PIA is not to be trusted after their buyout, IMHO

Currently using airVPN, but ye gods, their eddie client is atrocious on linux. I wind up using wg / nmcli, but then have to block traffic going outside of the vpn with iptable rules because it leaks for some reason.

I miss mullvad dearly, and I might try proton after my 3y sub is up.


Not only Eddie, their account control panels and site in general look like something from the 90s, and it seriously hampers their business. I can't recommend them to anyone that isn't highly technical. And even then, as a technical user, why do I manually have to select one of 10-20 servers within a city or region, why am I being asked to manually load balance? Why is there no Wireguard over port 53 or 443?

It makes more sense when you know they're privacy activists first, businessmen second. But Mullvad shows you can be pro privacy and still offer great UX and a sleek site and client.

Btw, if you're managing things in CLI, you could take a look at their Hummingbird Suite. AFAIK it has a killswitch.

What sucks with Proton is that you can't share the VPN account with friends, because it is tied to your Proton account. They should create a vpn.proton.me subdomain that you can create a special managed account on that can only touch the VPN settings.

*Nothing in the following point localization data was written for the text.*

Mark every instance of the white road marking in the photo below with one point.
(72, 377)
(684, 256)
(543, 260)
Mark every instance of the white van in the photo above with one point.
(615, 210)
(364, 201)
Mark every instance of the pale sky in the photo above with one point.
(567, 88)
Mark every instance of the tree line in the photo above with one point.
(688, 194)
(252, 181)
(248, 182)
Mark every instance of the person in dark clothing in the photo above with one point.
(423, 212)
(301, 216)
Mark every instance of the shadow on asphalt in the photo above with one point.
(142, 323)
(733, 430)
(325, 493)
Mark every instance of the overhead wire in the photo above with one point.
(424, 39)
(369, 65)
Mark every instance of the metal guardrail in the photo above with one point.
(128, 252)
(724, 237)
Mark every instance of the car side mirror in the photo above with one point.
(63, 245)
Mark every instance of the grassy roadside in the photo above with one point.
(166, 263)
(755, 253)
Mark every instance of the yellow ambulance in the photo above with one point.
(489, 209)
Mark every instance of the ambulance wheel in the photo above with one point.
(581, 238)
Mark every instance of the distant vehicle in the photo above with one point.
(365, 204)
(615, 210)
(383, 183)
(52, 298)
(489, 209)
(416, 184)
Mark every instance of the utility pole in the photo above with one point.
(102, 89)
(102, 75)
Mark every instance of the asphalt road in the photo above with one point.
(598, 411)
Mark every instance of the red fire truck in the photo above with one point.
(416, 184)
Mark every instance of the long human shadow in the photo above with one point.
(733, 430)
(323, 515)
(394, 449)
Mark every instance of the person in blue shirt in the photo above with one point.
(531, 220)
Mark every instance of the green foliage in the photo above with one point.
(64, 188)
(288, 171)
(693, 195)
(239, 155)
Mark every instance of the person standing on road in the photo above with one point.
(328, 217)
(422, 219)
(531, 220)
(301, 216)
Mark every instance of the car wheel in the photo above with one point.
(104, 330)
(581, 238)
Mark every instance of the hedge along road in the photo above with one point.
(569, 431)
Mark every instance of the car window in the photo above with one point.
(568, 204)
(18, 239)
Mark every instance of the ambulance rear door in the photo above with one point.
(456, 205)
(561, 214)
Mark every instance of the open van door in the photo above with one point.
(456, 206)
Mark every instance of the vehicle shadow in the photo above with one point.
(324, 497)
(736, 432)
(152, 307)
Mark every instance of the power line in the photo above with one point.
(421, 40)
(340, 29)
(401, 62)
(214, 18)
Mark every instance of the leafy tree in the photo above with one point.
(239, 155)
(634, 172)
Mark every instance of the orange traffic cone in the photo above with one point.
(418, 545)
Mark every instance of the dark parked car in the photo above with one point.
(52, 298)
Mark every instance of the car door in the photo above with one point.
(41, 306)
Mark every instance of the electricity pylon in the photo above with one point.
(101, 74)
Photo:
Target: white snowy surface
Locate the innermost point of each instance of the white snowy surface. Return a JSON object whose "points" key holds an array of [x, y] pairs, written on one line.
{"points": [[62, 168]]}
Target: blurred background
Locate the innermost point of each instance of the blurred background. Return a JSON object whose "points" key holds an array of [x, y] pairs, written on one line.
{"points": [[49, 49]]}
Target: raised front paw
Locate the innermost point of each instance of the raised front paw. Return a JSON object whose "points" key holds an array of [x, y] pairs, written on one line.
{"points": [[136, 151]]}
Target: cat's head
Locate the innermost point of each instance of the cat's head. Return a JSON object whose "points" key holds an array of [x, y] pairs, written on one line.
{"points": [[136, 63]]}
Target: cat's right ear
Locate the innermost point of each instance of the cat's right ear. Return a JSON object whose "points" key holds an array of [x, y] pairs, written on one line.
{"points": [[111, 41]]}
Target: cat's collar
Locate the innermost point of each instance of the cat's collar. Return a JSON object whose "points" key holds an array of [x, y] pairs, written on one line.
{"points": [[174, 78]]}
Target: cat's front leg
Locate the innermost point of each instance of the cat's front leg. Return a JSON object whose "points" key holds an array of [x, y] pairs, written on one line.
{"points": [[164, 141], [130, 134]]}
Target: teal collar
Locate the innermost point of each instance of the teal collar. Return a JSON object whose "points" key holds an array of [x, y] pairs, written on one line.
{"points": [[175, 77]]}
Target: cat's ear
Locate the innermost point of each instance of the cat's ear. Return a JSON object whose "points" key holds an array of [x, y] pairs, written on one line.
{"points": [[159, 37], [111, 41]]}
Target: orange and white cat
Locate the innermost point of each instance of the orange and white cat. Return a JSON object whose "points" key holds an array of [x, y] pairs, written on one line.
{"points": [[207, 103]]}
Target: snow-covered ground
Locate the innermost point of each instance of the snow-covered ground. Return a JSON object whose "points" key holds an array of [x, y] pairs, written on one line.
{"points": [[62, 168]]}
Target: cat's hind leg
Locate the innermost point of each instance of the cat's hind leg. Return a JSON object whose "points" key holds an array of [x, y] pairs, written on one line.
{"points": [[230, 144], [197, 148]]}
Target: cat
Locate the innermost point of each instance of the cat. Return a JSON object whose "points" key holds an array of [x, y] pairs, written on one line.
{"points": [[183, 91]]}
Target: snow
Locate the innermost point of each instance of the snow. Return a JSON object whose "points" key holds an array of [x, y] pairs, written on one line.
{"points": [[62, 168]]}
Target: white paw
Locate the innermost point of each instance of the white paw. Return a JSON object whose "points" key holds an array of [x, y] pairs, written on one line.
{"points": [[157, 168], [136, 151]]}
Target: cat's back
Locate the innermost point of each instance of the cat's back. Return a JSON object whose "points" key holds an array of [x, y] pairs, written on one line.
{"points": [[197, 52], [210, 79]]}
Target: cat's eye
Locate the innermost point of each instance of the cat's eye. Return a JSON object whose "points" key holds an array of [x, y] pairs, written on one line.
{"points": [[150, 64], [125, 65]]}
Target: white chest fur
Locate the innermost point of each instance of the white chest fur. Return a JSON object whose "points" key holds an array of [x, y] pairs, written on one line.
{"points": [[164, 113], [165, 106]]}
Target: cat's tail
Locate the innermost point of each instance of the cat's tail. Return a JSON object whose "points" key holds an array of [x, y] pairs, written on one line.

>Btw, if you're managing things in CLI, you could take a look at their Hummingbird Suite. AFAIK it has a killswitch.

Hummingbird doesn't support wireguard iirc, which is a deal breaker


Been buying mullvad for the last 4-5 years but oftentimes I can’t even browse the fucking New York Times website due to low bandwidth, let alone stream anything. At this point, I just keep adding time to my account just in case, without using it.

I wish I could use Mullvad. But their IPs are banned from many streaming services and they don't change them often enough so I am stuck with Nord.

I would just pirate at that point. You're paying for the streaming service anyways. Use mullvad to download the torrent :). I'm pretty sure they ignore dmca requests. Not that they even know their customer's names if you pay with Mullvad amazon card.

Not to mention holding companies which snap up 15 competing VPNs and whitelabel most of them.

Mullvad seems to care and be competent about privacy, but most average VPN users aren’t seeking the most extreme privacy. They just want something cheap that lets them do geolocation things or access the most websites.

The average VPN user is knowledge-less. At best their internet usage data is being sold to third party analytics companies. At worst third parties are routing their own bots through their local connection.